First Western War In Afghanistan Was An 'Imperial Disaster'
"In early 1800, this guy who has inherited the remains of his grandfather's empire at the age of only 17 — he's kicked out. He takes refuge in British India, where the British tuck him away and give him a pension, realizing that this guy could be useful in the future."
On Britain's invasion of Afghanistan
"With the 'Great Game' [as it came to be called] building up between Britain and Russia, there's competition for Asia between these two European land-based empires. ... And they both realize, if you look at the map, that these two empires are going to converge somewhere in the middle in the Hindu Kush, in this unmapped, unknown territory in the middle of Asia.

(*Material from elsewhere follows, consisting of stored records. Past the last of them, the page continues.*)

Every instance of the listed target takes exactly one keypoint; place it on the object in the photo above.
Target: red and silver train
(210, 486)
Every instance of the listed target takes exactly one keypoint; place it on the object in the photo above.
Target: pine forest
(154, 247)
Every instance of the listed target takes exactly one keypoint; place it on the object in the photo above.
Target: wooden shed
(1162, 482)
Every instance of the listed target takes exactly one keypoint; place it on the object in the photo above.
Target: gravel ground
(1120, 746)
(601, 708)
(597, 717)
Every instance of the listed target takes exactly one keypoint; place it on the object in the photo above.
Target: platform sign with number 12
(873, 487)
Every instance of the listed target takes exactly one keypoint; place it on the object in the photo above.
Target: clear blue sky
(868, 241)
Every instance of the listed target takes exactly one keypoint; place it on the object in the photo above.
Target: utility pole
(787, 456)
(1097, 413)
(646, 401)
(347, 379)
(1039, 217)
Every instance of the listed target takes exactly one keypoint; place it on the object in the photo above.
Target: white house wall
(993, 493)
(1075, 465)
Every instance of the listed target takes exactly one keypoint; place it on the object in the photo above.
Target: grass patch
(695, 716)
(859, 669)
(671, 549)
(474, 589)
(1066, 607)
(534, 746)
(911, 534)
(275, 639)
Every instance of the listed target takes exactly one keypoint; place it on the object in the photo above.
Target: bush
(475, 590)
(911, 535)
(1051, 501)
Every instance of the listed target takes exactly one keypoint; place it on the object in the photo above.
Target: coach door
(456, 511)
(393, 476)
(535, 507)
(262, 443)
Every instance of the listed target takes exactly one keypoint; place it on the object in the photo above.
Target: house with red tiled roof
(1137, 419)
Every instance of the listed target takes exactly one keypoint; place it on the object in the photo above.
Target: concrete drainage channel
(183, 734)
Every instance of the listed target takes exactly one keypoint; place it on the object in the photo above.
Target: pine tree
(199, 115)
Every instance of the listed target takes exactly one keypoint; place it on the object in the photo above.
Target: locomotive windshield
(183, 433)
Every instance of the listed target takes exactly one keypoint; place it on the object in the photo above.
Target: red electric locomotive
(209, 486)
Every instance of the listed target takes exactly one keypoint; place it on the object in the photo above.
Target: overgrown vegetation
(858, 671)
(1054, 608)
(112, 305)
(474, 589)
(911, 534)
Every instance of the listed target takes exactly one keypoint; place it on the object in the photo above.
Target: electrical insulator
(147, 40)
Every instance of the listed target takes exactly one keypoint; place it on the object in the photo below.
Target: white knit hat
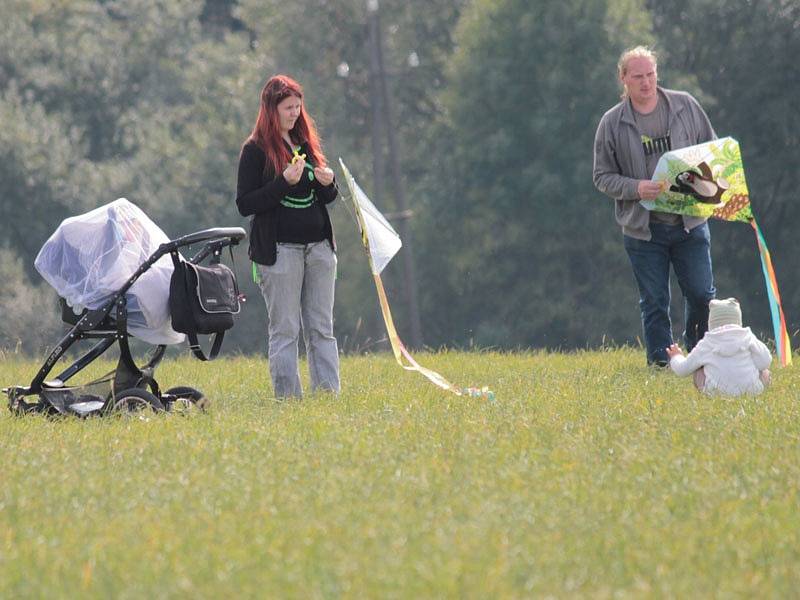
(724, 312)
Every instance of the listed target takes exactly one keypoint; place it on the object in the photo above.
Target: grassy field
(588, 476)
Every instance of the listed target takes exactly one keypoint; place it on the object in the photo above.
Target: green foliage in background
(495, 104)
(589, 476)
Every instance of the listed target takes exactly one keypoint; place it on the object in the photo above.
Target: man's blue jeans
(690, 256)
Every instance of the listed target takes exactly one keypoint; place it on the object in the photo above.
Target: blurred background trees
(494, 108)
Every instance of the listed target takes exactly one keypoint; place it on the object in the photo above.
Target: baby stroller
(128, 388)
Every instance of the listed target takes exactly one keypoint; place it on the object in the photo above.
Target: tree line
(495, 105)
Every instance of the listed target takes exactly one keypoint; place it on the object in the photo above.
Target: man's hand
(324, 175)
(649, 190)
(294, 171)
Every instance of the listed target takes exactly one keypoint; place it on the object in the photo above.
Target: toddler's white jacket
(731, 357)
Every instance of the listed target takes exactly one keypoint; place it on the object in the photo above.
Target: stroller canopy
(91, 256)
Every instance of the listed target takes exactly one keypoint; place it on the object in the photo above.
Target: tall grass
(589, 475)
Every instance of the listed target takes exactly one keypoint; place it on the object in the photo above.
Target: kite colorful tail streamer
(782, 343)
(400, 352)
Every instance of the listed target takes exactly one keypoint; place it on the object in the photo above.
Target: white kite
(381, 243)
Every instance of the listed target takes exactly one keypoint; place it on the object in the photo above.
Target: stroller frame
(108, 324)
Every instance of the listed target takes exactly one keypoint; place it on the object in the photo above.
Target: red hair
(267, 132)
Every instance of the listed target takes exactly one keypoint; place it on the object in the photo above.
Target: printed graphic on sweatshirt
(657, 145)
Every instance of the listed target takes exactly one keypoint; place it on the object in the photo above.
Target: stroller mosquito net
(91, 256)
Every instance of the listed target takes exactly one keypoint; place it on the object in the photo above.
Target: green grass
(589, 475)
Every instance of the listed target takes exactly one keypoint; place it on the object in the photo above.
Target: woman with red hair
(284, 185)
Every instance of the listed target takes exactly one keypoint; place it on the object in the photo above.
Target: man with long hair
(630, 138)
(284, 185)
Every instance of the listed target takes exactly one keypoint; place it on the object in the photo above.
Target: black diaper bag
(202, 301)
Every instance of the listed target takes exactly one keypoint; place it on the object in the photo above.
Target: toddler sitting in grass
(729, 359)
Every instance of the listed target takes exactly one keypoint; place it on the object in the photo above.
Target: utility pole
(376, 56)
(376, 102)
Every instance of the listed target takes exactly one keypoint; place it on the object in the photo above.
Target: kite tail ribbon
(400, 353)
(782, 343)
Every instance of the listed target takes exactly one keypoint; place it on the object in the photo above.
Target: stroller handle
(234, 234)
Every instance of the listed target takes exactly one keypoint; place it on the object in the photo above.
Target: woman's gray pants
(298, 290)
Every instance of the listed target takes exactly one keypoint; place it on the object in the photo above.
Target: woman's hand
(324, 175)
(294, 171)
(674, 350)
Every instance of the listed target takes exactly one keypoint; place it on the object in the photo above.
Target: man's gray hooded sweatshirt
(619, 160)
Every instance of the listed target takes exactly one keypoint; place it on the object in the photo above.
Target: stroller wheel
(185, 398)
(133, 401)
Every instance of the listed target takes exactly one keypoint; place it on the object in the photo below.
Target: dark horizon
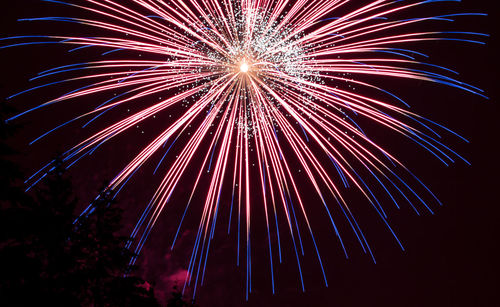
(449, 257)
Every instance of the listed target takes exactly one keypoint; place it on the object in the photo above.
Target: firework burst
(270, 86)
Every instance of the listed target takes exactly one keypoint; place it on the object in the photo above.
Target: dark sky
(450, 256)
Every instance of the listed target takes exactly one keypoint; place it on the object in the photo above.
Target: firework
(270, 86)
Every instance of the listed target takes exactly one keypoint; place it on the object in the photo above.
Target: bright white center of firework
(244, 67)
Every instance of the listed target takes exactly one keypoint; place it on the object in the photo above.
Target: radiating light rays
(268, 87)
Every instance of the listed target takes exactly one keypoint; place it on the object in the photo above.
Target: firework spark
(270, 86)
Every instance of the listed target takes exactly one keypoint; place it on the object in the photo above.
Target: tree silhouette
(52, 255)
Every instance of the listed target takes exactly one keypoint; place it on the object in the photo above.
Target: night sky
(449, 258)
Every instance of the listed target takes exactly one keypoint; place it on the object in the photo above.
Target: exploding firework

"It's an absurd undertaking, because at this point the British and the Russians are still about 1,000 miles apart. Nonetheless, the British do this extraordinary, epic invasion of Afghanistan. They go around the sides of the Punjab, they go up the Indus ... They drag this artillery up mountainsides, and they actually get to Afghanistan. They hardly fight a battle, but they lose a quarter of their force to dehydration and bad planning and starvation, and it's this hellish march.
"But such is the surprise when they turn up in Afghanistan, the rulers of Kandahar flee. They take Kandahar without a shot being fired; Shah Shuja is installed in his old palace in Kabul. It looks as if it's a huge success. You have a whole winter when the British are just going shooting and ice skating and taking the foxhounds out for exercise ... Everyone seems to be happy."